Friday, November 18, 2016

https://fee.org/articles/snowdens-advice-look-to-yourself-and-stop-obsessing-over-presidents/

Whistleblower and former NSA contractor Edward Snowden remains a fugitive at large, but that didn’t stop him from popping up and chiming in on the recent presidential election.

We should be cautious about putting too much faith or fear into elected officials.

Snowden, who in 2013 blew the lid on the NSA’s massive covert surveillance program, recently appeared on camera via live stream to talk about privacy in an event hosted by StartPage.

Naturally, the topic of Donald Trump came up a few times. At one point Snowden was asked, “if the outcome [of the election] was better or worse for your case.” (I presume the question was referring to Snowden’s prospect of receiving a presidential pardon.) 

Snowden deflected the part of the question that spoke to a possible pardon, saying the election was not about him. But as he continued his response got interesting.

After criticizing the authoritarian tone of the campaign, Snowden said people should stop focusing so much on presidents. 

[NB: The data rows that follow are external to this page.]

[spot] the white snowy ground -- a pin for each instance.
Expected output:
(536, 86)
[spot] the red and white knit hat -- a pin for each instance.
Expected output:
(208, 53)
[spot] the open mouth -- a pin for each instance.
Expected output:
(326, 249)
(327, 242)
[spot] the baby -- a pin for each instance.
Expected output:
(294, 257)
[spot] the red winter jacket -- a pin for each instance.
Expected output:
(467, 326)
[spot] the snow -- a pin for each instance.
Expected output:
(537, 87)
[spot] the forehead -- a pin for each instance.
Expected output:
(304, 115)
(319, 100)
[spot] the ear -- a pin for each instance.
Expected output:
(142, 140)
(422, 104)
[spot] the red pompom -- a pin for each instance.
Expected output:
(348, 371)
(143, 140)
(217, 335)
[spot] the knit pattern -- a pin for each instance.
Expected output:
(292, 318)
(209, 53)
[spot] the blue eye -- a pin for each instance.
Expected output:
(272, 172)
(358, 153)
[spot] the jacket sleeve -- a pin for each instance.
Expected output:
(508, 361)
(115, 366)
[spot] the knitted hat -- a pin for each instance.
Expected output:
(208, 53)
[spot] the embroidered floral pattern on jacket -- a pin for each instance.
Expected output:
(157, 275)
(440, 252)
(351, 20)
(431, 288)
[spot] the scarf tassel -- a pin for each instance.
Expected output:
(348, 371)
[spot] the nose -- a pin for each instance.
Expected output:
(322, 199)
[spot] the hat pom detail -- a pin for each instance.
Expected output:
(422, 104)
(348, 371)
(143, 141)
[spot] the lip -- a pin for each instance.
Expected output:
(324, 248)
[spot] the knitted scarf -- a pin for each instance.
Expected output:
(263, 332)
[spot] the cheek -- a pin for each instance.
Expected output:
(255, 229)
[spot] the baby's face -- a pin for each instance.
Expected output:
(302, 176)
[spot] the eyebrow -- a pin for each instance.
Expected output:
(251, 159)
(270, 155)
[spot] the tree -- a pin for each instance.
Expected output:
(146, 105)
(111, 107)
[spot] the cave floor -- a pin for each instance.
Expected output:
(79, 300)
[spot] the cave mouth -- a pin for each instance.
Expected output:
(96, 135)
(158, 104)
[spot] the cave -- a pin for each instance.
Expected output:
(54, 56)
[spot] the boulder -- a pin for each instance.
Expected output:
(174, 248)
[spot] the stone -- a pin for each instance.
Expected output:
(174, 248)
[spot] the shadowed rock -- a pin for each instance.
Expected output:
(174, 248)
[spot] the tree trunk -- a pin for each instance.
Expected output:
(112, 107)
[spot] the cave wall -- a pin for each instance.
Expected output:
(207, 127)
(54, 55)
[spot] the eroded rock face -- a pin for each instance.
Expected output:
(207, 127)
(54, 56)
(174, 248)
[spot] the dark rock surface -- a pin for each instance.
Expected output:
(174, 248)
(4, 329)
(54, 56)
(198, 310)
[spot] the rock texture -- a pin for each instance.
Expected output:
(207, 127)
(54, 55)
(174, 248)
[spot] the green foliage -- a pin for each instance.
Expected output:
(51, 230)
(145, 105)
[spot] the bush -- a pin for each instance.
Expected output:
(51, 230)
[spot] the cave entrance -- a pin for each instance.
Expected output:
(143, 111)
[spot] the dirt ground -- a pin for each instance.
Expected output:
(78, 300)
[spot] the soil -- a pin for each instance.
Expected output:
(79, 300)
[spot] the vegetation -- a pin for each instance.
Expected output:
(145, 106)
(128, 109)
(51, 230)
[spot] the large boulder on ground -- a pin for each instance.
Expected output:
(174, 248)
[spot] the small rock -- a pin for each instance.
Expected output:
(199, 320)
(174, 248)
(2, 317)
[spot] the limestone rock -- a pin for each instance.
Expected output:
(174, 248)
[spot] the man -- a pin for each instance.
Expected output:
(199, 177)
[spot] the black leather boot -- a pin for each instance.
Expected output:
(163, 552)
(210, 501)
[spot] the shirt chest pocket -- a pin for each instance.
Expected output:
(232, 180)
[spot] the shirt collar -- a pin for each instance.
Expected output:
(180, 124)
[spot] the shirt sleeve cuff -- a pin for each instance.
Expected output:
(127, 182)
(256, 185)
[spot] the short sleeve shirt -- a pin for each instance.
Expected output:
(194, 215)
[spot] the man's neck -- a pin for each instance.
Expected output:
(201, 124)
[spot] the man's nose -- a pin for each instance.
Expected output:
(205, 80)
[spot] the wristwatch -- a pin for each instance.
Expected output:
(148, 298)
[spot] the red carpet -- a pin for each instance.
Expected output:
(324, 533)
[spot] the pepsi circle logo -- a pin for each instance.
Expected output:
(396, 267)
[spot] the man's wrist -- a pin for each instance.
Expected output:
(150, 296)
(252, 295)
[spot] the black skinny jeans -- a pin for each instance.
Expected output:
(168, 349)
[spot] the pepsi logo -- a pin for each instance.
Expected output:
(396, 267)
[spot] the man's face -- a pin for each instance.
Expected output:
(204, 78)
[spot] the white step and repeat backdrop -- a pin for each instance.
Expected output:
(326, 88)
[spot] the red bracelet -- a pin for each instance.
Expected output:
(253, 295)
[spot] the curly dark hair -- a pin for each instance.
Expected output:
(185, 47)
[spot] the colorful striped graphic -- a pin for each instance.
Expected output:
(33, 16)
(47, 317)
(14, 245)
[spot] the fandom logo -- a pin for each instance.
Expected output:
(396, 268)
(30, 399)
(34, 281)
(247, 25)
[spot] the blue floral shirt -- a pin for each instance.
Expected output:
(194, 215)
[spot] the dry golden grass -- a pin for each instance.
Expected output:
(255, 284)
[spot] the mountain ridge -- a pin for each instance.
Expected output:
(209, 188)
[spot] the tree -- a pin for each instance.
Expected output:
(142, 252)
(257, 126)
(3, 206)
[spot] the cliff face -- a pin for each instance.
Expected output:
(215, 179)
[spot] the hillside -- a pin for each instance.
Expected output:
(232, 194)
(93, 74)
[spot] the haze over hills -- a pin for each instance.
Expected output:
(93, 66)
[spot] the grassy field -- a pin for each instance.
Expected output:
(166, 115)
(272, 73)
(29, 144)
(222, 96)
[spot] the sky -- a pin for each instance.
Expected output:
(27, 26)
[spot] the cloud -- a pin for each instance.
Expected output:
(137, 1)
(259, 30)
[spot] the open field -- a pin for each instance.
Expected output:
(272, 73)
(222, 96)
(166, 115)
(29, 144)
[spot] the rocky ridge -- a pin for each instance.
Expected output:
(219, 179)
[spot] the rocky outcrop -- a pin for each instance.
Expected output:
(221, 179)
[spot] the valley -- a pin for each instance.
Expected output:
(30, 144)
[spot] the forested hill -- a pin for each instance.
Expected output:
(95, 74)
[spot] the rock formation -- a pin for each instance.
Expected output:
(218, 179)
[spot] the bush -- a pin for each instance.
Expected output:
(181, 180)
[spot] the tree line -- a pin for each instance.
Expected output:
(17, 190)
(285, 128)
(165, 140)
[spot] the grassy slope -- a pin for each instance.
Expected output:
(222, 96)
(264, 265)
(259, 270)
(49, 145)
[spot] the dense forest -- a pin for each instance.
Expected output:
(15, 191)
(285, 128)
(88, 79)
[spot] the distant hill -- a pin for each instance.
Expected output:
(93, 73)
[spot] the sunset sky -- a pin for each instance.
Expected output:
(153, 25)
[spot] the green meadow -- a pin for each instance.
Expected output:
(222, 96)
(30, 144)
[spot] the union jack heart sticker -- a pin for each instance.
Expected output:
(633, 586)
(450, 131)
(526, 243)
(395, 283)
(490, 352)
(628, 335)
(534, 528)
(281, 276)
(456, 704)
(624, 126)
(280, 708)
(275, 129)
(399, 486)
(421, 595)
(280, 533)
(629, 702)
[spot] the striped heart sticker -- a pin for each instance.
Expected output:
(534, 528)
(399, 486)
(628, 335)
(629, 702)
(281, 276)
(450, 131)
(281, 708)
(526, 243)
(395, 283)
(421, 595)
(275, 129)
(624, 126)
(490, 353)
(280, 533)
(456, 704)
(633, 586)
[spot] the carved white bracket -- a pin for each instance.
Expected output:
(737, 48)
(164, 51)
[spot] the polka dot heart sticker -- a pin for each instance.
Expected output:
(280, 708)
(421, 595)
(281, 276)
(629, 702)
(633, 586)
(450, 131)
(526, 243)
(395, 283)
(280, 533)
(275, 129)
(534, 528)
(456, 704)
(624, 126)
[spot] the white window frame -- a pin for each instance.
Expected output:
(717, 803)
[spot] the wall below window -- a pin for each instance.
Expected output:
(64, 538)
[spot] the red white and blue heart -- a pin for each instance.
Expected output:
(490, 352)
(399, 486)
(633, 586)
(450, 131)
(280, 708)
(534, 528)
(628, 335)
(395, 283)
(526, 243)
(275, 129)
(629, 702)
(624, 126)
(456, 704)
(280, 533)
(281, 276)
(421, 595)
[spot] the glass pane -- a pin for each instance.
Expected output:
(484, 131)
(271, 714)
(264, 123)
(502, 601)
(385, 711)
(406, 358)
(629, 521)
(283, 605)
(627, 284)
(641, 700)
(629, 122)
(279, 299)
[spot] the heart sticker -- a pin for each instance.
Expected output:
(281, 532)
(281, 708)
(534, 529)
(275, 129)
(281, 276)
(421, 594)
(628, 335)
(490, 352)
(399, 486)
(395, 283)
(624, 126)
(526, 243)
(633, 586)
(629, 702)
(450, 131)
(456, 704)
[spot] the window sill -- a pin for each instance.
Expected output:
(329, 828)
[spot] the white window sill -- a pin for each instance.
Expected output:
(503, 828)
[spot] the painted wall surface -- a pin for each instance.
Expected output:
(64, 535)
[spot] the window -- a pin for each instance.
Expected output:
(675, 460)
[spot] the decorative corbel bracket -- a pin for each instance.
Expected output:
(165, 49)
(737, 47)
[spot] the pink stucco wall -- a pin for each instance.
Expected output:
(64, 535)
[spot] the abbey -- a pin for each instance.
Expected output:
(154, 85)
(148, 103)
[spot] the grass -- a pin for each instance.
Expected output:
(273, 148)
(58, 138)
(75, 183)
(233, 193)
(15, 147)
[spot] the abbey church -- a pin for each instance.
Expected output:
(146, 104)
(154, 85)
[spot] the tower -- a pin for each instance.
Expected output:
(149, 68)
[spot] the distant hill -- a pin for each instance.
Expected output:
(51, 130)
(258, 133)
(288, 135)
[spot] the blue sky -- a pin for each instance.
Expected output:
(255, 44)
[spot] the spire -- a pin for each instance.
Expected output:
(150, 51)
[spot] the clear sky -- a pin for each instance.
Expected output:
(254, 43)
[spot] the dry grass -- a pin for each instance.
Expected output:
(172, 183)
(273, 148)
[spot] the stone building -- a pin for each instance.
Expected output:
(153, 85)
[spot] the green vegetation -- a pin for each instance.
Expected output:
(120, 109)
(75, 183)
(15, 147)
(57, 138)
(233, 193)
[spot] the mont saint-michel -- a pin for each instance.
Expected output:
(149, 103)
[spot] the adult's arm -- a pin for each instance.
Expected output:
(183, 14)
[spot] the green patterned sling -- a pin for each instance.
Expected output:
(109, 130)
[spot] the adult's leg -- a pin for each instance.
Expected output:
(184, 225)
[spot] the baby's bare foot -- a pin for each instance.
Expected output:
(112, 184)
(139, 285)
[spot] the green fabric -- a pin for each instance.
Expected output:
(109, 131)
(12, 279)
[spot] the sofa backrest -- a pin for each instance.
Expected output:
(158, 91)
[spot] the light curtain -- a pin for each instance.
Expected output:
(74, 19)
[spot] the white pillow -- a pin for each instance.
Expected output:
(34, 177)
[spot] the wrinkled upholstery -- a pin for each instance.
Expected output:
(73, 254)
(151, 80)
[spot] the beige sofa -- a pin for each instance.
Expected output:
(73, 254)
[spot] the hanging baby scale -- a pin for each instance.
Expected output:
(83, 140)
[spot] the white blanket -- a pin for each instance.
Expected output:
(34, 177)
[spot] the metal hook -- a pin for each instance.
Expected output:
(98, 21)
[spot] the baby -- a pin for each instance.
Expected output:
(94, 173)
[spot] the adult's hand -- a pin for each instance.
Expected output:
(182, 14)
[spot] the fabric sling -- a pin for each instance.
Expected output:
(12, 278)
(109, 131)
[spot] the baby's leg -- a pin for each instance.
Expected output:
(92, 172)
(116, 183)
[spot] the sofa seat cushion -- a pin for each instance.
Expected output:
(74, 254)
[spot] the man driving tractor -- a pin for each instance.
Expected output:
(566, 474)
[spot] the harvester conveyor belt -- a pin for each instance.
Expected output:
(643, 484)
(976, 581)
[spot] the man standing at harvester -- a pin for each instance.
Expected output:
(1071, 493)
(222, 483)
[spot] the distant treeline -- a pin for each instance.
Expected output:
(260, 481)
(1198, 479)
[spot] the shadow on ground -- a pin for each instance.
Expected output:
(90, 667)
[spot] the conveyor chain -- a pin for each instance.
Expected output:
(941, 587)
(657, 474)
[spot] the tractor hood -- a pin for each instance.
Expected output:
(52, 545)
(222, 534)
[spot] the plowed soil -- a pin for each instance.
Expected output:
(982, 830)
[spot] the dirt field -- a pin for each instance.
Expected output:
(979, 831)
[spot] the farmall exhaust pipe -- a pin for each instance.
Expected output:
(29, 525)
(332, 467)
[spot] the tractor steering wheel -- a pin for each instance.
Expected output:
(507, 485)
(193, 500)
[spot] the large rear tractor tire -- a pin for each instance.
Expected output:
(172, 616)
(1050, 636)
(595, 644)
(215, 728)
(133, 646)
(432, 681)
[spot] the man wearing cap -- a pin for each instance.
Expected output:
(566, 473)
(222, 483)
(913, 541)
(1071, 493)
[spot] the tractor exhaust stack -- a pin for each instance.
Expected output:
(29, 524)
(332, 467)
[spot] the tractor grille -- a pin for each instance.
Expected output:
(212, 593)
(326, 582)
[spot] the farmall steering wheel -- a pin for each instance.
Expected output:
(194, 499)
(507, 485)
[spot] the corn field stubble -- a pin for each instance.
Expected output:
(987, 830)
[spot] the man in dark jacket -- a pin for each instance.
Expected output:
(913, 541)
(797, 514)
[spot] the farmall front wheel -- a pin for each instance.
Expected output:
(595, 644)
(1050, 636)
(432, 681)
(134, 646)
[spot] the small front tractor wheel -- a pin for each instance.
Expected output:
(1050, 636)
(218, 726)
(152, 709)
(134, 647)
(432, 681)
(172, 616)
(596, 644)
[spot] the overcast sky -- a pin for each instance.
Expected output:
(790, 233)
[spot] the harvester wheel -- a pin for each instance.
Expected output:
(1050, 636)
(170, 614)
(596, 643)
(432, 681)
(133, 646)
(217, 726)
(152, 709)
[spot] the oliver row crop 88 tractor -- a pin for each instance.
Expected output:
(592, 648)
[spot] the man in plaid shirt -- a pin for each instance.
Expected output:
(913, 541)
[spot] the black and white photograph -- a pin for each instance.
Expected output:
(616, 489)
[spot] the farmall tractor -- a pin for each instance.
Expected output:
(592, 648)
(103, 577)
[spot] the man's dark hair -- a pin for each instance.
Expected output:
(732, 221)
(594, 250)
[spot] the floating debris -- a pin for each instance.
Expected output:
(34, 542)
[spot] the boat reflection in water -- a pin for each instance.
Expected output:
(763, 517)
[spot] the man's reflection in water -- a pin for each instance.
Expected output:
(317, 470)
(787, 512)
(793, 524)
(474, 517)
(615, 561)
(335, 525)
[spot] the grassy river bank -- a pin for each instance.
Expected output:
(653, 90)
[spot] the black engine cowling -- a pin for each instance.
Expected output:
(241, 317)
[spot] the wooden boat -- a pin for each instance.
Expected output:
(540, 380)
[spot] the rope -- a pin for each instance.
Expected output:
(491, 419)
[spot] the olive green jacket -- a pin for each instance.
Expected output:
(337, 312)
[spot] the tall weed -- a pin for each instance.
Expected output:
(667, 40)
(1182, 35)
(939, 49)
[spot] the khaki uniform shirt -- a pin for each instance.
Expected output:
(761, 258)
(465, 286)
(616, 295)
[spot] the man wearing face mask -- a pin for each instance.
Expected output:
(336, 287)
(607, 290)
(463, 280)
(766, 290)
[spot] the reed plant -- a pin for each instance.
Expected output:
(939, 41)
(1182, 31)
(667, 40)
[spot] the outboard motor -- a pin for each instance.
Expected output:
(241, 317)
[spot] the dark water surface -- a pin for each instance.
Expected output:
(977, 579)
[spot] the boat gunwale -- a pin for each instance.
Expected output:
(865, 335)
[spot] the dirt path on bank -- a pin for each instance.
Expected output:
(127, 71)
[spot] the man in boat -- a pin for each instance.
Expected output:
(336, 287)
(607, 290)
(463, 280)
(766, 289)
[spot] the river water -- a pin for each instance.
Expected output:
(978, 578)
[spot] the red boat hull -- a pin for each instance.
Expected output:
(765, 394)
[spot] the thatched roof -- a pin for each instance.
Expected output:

"This is the thing I think we begin to forget when we focus too much on a single candidate. The current president of the United States, President Barack Obama, campaigned on a platform of ending mass surveillance in the United States. He said no more warrantless wiring tapping. He said he’d investigate and end criminal activities that had occurred under the prior administration…. And we all put a lot of hope in him because of this. Not just people in [the United States]…but people in Europe and elsewhere around the world. It was a moment where we believed that because the right person got into office everything would change. But unfortunately, once he took that office we saw that he actually didn’t fulfill those campaign promises.

Snowden highlighted Obama’s failure to close Guantanamo Bay and end mass warrantless surveillance as specific broken campaign promises. Snowden said he was bringing up these points simply to drive home a larger message.

“We should be cautious about putting too much faith or fear into elected officials,” said Snowden. “At the end of the day, this is just a president.”

Modern man looks to political leaders for hope and sustenance and often blames them for their pain and misfortune. 

He said if people want to change the world, they should look to themselves instead of putting their hopes or fears in a single person. “This can only be the work of the people,” Snowden said. “If we want to have a better world we can’t hope for an Obama, and we should not fear a Donald Trump, rather we should build it ourselves.”

The crowd erupted in applause following Snowden’s monologue.

Snowden makes a great point, and I found his choice of words interesting.

He says people are putting too much "faith" in politicians. Faith. It has occurred to me on more than one occasion that people increasingly treat politics as a religion and political leaders like gods or demigods. Modern man looks to political leaders for hope and sustenance and often blames them (in their hearts, if not in words) for their pain and misfortune.

Would America not be a better place if people more often looked inward instead of putting their hopes and fears in some distant leader? Would we not be better people if we did so?